To use the resource name, you can refer to it from the resource that we want to use the name for:

{
    "name": "dataFactoryTemplate",
    "type": "Microsoft.Resources/deployments",
    "apiVersion": "2018-05-01",
    "properties": {
        "mode": "Incremental",
        "templateLink": {
            "uri": "[variables('dataFactoryTemplate')]",
            "contentVersion": "1.0.0.0"
        },
        "parameters": {
            "dataFactoryName": {
                "value": "[reference('dataFactoryName').outputs.resourceName.value]"
            },
            "location": {
                "value": "[parameters('location')]"
            }
        }
    }
}

In this data factory template reference, we provide a parameter called dataFactoryName. The value for this parameter is [reference('dataFactoryName').outputs.resourceName.value]. In other words, we request a reference to the dataFactoryName resource that we deployed earlier and grab the resourceName output from the template.

You can generate names for multiple resources by referencing the same naming-convention.json template multiple times with a different name.

Deploying the resource templates

In the previous section, we talked about the structure of the resource manager templates. Now it's time to talk about deploying resources using the resource manager templates.

There are multiple ways in which you can deploy the resources that I've defined in the resource manager templates.

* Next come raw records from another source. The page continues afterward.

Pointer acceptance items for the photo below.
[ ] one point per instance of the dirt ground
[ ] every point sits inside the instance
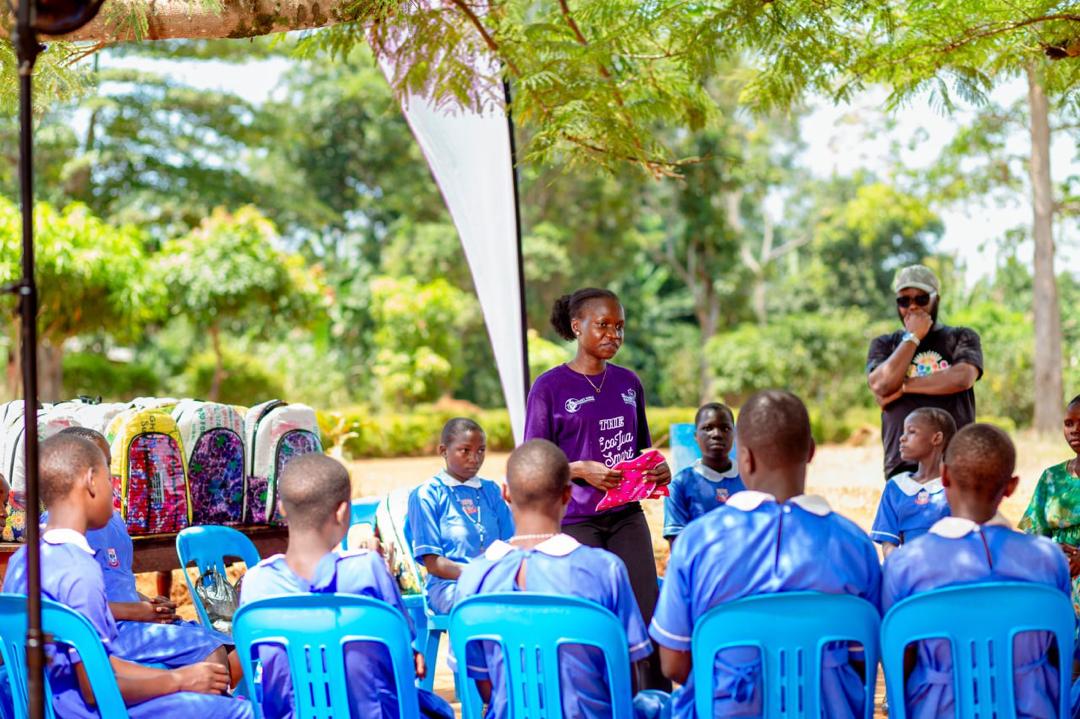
(848, 476)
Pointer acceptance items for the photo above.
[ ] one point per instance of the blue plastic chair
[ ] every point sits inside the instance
(207, 547)
(64, 625)
(361, 512)
(314, 629)
(531, 627)
(980, 621)
(434, 625)
(790, 629)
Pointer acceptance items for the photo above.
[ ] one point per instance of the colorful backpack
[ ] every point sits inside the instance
(149, 476)
(213, 439)
(14, 463)
(274, 433)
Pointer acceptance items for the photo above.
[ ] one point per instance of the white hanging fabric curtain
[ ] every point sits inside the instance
(469, 154)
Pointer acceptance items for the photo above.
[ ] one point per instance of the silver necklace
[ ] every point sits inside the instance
(529, 538)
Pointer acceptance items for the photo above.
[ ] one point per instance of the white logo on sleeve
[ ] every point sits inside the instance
(574, 405)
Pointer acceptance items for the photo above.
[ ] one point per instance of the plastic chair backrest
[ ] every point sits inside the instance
(790, 629)
(361, 512)
(65, 625)
(684, 446)
(980, 621)
(530, 628)
(206, 547)
(314, 629)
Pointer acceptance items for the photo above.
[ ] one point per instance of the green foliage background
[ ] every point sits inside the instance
(307, 235)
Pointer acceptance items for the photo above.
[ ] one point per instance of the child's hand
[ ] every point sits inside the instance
(204, 678)
(597, 475)
(163, 601)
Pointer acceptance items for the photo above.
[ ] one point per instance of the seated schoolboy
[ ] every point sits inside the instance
(313, 492)
(912, 502)
(540, 558)
(768, 539)
(710, 480)
(148, 631)
(455, 516)
(972, 546)
(78, 492)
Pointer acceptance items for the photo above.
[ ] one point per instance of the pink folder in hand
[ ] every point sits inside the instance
(634, 486)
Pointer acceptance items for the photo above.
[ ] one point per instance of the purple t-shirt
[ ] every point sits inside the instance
(608, 426)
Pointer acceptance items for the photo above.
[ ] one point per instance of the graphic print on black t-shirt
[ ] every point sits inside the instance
(943, 348)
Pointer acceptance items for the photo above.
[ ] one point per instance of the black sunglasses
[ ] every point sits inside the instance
(905, 301)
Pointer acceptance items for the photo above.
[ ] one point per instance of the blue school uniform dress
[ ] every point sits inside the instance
(70, 575)
(559, 566)
(372, 693)
(696, 490)
(174, 645)
(958, 551)
(457, 520)
(908, 510)
(754, 545)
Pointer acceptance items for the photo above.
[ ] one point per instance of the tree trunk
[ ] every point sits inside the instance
(215, 383)
(1049, 392)
(51, 371)
(707, 319)
(202, 21)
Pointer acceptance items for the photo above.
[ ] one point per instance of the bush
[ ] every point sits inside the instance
(94, 375)
(246, 381)
(819, 356)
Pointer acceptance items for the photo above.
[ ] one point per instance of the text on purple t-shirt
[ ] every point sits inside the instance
(607, 426)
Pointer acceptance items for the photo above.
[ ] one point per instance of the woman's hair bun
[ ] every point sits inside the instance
(568, 307)
(561, 317)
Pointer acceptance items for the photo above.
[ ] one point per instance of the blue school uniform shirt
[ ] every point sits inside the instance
(174, 645)
(561, 566)
(71, 577)
(696, 490)
(908, 509)
(956, 552)
(754, 545)
(372, 692)
(457, 520)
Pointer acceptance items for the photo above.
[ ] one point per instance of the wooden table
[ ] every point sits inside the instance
(158, 553)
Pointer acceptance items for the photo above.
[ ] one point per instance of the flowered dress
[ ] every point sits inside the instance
(1054, 512)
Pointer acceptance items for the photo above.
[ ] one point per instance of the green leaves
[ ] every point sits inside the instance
(91, 276)
(228, 273)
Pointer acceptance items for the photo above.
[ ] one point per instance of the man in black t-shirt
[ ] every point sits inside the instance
(926, 364)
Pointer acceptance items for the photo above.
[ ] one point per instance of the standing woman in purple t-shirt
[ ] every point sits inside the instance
(594, 410)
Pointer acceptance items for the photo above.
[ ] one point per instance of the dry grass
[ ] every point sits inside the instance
(848, 476)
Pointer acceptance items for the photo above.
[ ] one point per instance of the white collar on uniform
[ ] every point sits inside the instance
(910, 487)
(454, 482)
(748, 500)
(713, 475)
(957, 527)
(559, 545)
(67, 537)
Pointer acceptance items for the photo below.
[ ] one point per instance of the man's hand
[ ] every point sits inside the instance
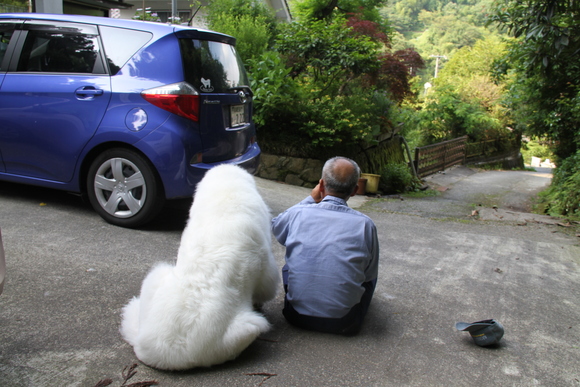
(317, 193)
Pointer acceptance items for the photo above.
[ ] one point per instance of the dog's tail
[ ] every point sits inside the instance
(243, 330)
(130, 321)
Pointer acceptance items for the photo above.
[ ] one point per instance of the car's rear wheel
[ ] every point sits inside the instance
(123, 188)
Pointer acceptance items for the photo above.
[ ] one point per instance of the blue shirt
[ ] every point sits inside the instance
(331, 250)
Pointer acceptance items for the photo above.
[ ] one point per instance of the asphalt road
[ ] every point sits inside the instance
(471, 252)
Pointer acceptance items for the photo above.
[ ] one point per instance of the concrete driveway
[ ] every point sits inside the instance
(69, 273)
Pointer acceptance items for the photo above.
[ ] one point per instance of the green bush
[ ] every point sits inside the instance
(396, 178)
(537, 149)
(563, 196)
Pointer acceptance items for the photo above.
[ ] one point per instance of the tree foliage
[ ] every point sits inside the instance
(339, 82)
(251, 22)
(543, 70)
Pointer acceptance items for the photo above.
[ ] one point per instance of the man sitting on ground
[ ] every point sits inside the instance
(332, 254)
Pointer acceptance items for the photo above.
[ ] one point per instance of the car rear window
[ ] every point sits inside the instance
(212, 67)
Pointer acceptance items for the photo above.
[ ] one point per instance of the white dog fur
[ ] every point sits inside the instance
(199, 312)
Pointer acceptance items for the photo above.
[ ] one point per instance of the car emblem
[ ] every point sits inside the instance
(243, 96)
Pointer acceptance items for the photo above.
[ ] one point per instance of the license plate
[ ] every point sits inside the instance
(237, 115)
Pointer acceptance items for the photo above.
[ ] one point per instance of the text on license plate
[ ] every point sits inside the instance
(237, 115)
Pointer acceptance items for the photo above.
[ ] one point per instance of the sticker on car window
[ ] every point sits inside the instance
(206, 86)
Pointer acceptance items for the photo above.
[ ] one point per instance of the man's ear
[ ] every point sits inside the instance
(321, 188)
(355, 190)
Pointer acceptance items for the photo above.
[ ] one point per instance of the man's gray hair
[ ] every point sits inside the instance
(336, 183)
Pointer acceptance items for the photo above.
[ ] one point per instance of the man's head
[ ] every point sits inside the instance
(340, 177)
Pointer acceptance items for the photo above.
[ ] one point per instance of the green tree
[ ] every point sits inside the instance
(543, 69)
(250, 22)
(465, 100)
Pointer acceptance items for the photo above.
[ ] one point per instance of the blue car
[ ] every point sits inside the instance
(130, 113)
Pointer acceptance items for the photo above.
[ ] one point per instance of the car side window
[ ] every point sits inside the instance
(121, 44)
(55, 51)
(6, 32)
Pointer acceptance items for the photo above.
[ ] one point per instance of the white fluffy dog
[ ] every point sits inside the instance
(199, 312)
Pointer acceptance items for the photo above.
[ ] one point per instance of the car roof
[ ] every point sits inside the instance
(154, 27)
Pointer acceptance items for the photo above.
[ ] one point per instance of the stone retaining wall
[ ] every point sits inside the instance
(290, 170)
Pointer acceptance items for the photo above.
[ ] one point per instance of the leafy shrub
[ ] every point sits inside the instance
(563, 196)
(396, 178)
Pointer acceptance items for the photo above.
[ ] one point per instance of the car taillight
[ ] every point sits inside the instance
(178, 98)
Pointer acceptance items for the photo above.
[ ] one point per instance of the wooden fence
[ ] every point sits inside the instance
(438, 157)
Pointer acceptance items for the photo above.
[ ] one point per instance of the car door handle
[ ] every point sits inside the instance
(87, 92)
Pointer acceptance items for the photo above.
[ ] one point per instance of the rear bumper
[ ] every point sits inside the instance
(195, 172)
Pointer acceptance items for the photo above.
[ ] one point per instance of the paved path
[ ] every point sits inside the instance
(69, 274)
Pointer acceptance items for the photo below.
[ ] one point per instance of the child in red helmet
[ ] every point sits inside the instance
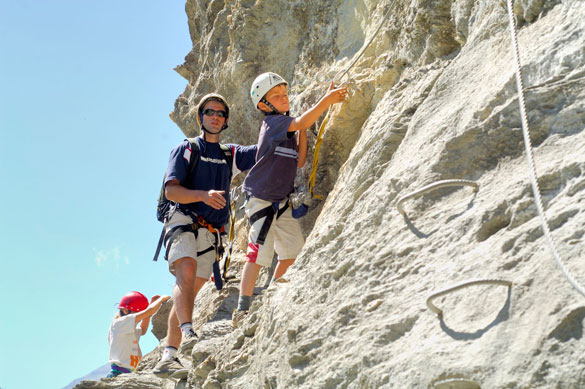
(125, 330)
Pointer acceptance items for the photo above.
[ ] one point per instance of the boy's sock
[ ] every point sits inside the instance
(169, 353)
(186, 327)
(244, 303)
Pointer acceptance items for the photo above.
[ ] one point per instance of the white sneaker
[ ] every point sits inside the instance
(237, 317)
(188, 342)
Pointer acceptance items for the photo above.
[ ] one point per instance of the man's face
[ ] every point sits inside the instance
(212, 120)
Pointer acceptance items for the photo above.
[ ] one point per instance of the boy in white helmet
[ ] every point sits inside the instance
(282, 147)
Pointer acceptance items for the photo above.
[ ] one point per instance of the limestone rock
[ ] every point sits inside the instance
(432, 98)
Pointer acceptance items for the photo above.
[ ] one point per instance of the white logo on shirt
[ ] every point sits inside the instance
(213, 160)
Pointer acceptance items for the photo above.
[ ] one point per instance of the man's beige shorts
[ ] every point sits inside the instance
(186, 246)
(285, 235)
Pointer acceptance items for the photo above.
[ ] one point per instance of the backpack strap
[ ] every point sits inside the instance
(194, 158)
(229, 157)
(193, 162)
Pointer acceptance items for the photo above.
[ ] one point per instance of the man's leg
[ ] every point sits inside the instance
(249, 277)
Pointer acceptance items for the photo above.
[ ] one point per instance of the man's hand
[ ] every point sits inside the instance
(215, 199)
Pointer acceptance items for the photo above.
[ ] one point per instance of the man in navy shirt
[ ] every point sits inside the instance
(201, 197)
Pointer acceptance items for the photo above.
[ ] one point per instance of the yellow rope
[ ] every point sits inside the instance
(231, 235)
(316, 157)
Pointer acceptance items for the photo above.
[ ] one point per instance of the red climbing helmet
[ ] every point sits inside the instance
(134, 301)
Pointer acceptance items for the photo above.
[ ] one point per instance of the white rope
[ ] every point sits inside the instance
(529, 155)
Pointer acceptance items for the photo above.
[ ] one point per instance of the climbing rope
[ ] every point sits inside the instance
(529, 154)
(313, 174)
(443, 292)
(434, 186)
(338, 76)
(232, 232)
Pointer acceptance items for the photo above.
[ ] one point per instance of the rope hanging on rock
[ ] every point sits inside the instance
(529, 154)
(337, 78)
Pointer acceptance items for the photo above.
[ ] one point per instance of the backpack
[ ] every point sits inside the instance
(164, 205)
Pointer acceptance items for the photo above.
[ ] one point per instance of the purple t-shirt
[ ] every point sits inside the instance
(272, 177)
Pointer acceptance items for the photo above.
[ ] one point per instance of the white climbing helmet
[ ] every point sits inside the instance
(262, 84)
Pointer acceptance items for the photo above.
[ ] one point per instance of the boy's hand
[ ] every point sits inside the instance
(334, 96)
(215, 199)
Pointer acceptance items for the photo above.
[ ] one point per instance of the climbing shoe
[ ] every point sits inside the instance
(237, 317)
(170, 368)
(188, 342)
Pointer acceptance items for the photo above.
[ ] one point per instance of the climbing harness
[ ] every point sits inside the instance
(462, 285)
(338, 76)
(434, 186)
(529, 154)
(193, 228)
(268, 213)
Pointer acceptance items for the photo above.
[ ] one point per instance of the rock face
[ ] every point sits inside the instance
(432, 98)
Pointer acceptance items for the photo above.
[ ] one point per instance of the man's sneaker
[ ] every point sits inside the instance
(172, 366)
(237, 317)
(188, 342)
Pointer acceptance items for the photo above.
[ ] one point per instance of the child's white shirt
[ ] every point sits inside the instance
(123, 338)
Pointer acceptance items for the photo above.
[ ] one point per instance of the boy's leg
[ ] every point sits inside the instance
(184, 289)
(288, 241)
(173, 330)
(249, 277)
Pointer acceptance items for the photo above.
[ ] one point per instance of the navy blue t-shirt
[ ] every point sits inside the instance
(212, 172)
(272, 177)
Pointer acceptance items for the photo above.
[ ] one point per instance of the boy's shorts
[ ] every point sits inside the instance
(284, 236)
(186, 246)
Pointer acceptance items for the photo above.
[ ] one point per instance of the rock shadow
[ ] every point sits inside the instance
(415, 230)
(503, 315)
(423, 235)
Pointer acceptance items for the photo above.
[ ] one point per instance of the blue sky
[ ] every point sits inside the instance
(85, 92)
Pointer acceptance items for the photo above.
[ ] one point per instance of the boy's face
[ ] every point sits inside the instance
(278, 96)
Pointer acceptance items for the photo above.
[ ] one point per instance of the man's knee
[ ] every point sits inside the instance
(185, 270)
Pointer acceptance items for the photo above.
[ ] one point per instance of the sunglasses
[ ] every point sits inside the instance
(211, 112)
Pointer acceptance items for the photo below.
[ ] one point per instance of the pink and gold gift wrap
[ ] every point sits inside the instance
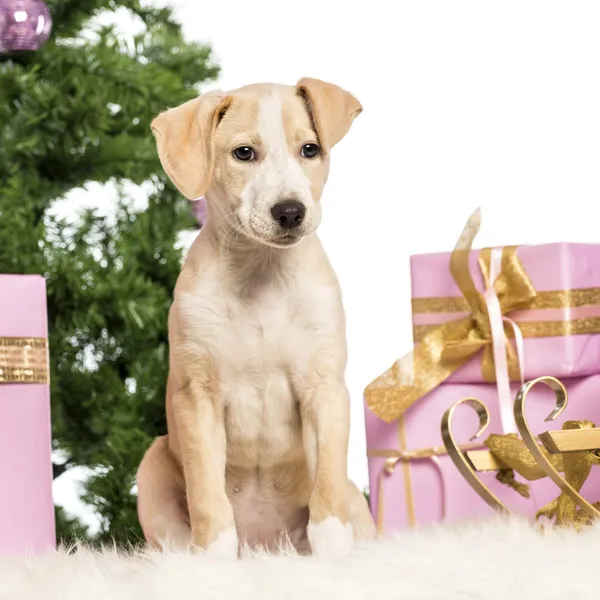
(560, 322)
(413, 481)
(26, 507)
(482, 319)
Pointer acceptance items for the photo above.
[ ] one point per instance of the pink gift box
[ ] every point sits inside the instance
(26, 507)
(424, 491)
(550, 267)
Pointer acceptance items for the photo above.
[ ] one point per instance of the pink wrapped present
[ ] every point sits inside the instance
(26, 507)
(560, 323)
(426, 487)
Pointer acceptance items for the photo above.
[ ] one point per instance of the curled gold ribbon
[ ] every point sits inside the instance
(448, 347)
(530, 459)
(460, 460)
(578, 467)
(23, 360)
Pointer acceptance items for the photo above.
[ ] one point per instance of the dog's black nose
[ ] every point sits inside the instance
(289, 213)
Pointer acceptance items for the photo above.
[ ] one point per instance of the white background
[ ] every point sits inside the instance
(466, 104)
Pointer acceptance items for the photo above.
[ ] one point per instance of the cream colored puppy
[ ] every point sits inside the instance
(257, 407)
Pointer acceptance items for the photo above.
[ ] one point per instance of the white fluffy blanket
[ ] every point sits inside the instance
(505, 560)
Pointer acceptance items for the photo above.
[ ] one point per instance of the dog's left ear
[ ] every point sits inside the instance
(332, 109)
(184, 139)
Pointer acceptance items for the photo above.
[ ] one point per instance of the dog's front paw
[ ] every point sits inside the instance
(225, 545)
(330, 538)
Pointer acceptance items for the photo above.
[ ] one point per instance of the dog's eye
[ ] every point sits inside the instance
(244, 153)
(310, 150)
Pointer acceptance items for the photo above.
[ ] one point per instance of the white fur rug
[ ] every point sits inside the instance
(505, 560)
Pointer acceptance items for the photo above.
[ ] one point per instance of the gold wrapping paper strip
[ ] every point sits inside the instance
(447, 347)
(24, 360)
(533, 329)
(552, 299)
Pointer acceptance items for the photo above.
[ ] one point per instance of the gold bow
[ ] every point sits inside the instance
(448, 347)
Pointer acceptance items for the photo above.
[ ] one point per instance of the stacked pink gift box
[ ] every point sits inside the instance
(26, 507)
(413, 481)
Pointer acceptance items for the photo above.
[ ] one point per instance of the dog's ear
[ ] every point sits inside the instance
(332, 109)
(184, 139)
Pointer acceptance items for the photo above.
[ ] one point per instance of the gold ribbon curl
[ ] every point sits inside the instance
(448, 347)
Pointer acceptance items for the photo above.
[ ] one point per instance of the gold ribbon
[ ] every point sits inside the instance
(577, 466)
(447, 347)
(24, 360)
(392, 459)
(513, 452)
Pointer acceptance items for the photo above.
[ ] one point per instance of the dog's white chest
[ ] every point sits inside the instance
(267, 350)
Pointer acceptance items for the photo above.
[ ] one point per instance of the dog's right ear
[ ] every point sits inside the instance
(184, 139)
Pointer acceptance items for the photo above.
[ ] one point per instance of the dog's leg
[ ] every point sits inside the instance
(201, 429)
(325, 430)
(161, 499)
(360, 515)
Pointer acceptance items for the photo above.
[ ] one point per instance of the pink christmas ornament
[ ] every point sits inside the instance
(24, 25)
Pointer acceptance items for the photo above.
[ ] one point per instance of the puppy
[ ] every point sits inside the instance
(257, 409)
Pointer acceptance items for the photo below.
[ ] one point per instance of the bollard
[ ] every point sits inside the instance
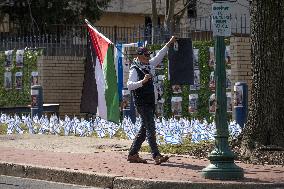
(36, 101)
(240, 109)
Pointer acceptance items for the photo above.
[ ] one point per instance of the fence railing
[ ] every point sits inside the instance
(67, 40)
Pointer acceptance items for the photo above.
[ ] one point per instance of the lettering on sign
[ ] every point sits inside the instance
(221, 19)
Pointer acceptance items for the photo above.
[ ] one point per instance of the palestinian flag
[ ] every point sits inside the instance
(105, 74)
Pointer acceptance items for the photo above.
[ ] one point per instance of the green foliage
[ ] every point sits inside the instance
(16, 97)
(205, 70)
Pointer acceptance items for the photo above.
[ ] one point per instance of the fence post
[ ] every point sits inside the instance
(115, 34)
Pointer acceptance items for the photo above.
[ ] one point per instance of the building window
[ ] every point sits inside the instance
(191, 9)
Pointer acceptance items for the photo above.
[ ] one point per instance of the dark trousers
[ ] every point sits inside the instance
(147, 129)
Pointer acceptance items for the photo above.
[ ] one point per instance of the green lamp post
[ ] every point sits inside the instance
(222, 166)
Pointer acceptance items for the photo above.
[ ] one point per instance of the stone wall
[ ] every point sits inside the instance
(241, 61)
(62, 82)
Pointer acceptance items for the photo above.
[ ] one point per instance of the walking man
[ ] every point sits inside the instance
(140, 83)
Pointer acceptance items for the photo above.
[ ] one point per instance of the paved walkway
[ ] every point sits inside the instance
(88, 160)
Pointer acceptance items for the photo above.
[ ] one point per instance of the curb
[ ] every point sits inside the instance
(134, 183)
(57, 175)
(117, 181)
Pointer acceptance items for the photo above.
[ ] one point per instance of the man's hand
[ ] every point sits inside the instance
(171, 41)
(146, 78)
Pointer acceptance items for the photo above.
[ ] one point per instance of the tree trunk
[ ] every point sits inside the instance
(169, 16)
(265, 125)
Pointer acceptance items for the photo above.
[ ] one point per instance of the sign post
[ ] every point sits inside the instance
(222, 166)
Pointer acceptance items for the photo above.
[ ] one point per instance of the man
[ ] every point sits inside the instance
(140, 83)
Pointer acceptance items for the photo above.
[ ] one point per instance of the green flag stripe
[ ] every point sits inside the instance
(111, 90)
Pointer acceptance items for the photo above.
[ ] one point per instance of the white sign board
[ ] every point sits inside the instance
(221, 19)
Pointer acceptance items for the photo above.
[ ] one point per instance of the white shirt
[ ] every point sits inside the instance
(133, 82)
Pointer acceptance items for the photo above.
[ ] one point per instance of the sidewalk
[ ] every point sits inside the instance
(102, 163)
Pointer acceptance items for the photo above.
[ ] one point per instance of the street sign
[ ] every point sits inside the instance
(221, 19)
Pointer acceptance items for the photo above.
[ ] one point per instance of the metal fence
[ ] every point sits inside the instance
(67, 40)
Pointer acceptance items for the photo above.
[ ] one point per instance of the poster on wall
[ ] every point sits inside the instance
(8, 80)
(228, 55)
(176, 106)
(228, 79)
(34, 78)
(212, 82)
(196, 85)
(126, 98)
(238, 95)
(192, 107)
(159, 89)
(229, 101)
(160, 66)
(8, 58)
(20, 58)
(18, 80)
(211, 57)
(212, 103)
(195, 58)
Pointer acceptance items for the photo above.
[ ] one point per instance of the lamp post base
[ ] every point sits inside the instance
(223, 170)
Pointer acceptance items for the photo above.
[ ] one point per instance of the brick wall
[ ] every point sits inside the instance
(62, 82)
(241, 61)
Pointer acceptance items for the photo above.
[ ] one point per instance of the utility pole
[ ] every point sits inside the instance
(222, 166)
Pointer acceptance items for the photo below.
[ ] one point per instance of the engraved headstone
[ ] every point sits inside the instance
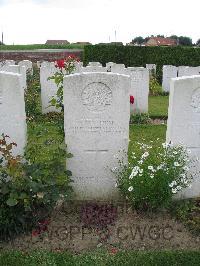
(139, 89)
(17, 69)
(183, 124)
(151, 68)
(12, 110)
(188, 71)
(48, 88)
(169, 72)
(28, 65)
(118, 68)
(96, 119)
(94, 69)
(94, 64)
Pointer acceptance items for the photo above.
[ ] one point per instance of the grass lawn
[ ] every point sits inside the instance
(158, 106)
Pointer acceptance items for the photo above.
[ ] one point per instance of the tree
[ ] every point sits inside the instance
(138, 40)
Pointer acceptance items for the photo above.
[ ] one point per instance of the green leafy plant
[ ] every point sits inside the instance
(154, 86)
(65, 67)
(29, 189)
(32, 95)
(142, 118)
(155, 174)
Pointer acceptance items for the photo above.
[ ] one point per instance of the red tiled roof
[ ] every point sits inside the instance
(57, 42)
(160, 41)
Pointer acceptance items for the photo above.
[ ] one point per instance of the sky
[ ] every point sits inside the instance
(95, 21)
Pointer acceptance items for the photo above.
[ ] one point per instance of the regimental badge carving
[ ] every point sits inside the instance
(195, 102)
(96, 96)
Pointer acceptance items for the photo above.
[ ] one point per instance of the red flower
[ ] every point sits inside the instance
(131, 99)
(35, 233)
(72, 57)
(113, 251)
(60, 63)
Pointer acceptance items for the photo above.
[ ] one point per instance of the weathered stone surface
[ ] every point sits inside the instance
(183, 124)
(28, 65)
(118, 68)
(17, 69)
(188, 71)
(96, 118)
(139, 89)
(169, 72)
(94, 69)
(12, 109)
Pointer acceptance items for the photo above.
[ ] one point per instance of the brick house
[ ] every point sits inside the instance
(160, 41)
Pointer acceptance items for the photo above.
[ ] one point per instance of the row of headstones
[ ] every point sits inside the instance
(23, 67)
(170, 72)
(96, 123)
(139, 78)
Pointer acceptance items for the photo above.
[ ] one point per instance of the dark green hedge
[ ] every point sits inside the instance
(40, 46)
(140, 56)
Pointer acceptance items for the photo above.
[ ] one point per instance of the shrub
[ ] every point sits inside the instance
(65, 67)
(32, 95)
(142, 55)
(154, 175)
(28, 190)
(154, 86)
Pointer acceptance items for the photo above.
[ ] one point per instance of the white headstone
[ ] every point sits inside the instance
(96, 119)
(94, 64)
(48, 88)
(94, 69)
(47, 64)
(12, 110)
(10, 62)
(139, 89)
(28, 65)
(188, 71)
(118, 68)
(169, 72)
(151, 68)
(17, 69)
(184, 120)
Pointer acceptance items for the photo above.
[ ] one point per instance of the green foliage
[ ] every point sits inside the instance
(188, 212)
(32, 95)
(154, 86)
(65, 67)
(158, 106)
(140, 118)
(154, 174)
(101, 257)
(31, 186)
(186, 41)
(41, 46)
(140, 56)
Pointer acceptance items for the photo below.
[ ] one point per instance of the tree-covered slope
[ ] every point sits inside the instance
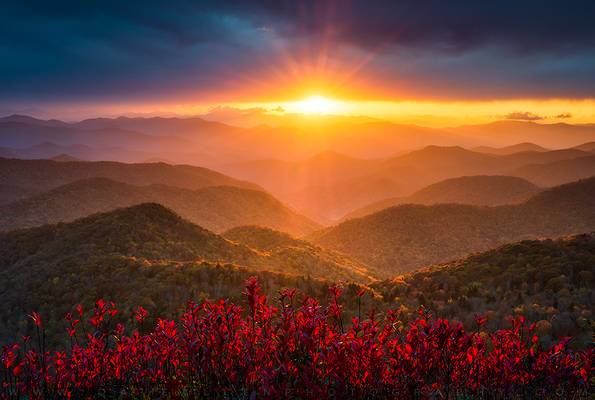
(401, 238)
(550, 282)
(216, 208)
(479, 190)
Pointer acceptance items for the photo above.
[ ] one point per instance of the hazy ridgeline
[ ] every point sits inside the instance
(159, 211)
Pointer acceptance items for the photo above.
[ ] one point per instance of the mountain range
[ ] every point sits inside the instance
(405, 237)
(216, 208)
(481, 190)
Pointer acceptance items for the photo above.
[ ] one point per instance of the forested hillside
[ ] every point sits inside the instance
(480, 190)
(216, 208)
(42, 175)
(405, 237)
(549, 282)
(146, 255)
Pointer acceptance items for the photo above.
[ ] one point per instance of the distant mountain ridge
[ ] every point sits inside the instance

If you have the Azure CLI, you can use the following commands:

az group create -n <group-name> -l <location>
az group deployment create -g <group-name> --template-uri https://raw.githubusercontent.com/wmeints/modern-datawarehouse/master/azuredeploy.json --parameters @parameters.json

This will create a new resource group and then deploy the resource manager template in the resource group.

You'll need to have a parameters.json file that looks like this:

{
    "$schema": "https://schema.management.azure.com/schemas/2015-01-01/deploymentParameters.json#",
    "contentVersion": "1.0.0.0",
    "parameters": {
        "companyName": {
            "value": "<company-name>"
        },
        "environment": {
            "value": "dev"
        }
    }
}

When you run the command, the resource manager creates a new resource group and deploys the necessary resources. It will take a few minutes for the resource manager to deploy the template, so grab a coffee when you want to try this out.

Summary

In the previous sections, we've talked about settings up a modern data warehouse using resource manager templates.

We've seen how vital automation is when you want to create a new environment in Azure and how naming conventions help you keep a clean environment.

I hope you enjoyed this. Please leave an issue in the GitHub repo when you have any problems. I'm happy to help!